In terms of what is on the horizon for telehealth, Dr. Crawford-Faucher says that expanded use of Remote Patient Monitoring (RPM) tools are a potential game-changer. These tools allow patients and providers to access real-time observation of key biometrics. For example, a patient might receive some type of Internet-connected device, like a blood pressure cuff, that records data and sends it to their physician, alerting them if findings indicate a serious issue.
As Dr. Crawford-Faucher points out, if RPM tools allow her to look into a patient’s throat and ears, check heart rate, get an accurate blood pressure, and collect other important data, that brings a virtual visit much closer to what happens in the office, while streamlining the entire process. It also opens up exciting possibilities to have more meaningful interactions with patients outside of just a traditional annual office visit, or a visit that happens because something is wrong.

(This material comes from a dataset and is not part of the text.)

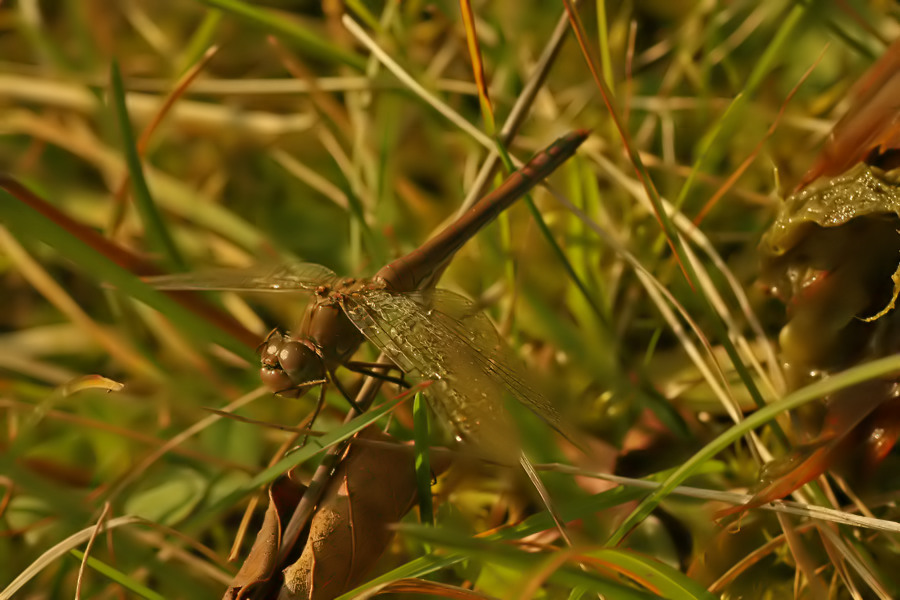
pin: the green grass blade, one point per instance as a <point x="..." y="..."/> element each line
<point x="118" y="576"/>
<point x="157" y="233"/>
<point x="877" y="368"/>
<point x="423" y="463"/>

“The data provided by RPM tools, combined with telehealth options for quick, easy communication, give us the opportunity to reach out more often in an informal way and positively affect a person’s health,” she says. “It means more access points to care for patients.”
That fits well with the organization’s long-term strategy of building a new, technology-enabled, highly personalized platform for patients and clinicians as part of its Living Health model.
Cousineau says that the impact on patients remains the central focus. “What the telehealth expansion has shown is that it’s possible to work together quickly to make a massive fundamental change for the good of our patients,” she explains. “That isn’t limited to the pandemic — we’ll continue to look at how technology can better support a person’s health and strengthen the relationship between patients and clinicians, and then figure out what challenges we need to overcome to make it happen.”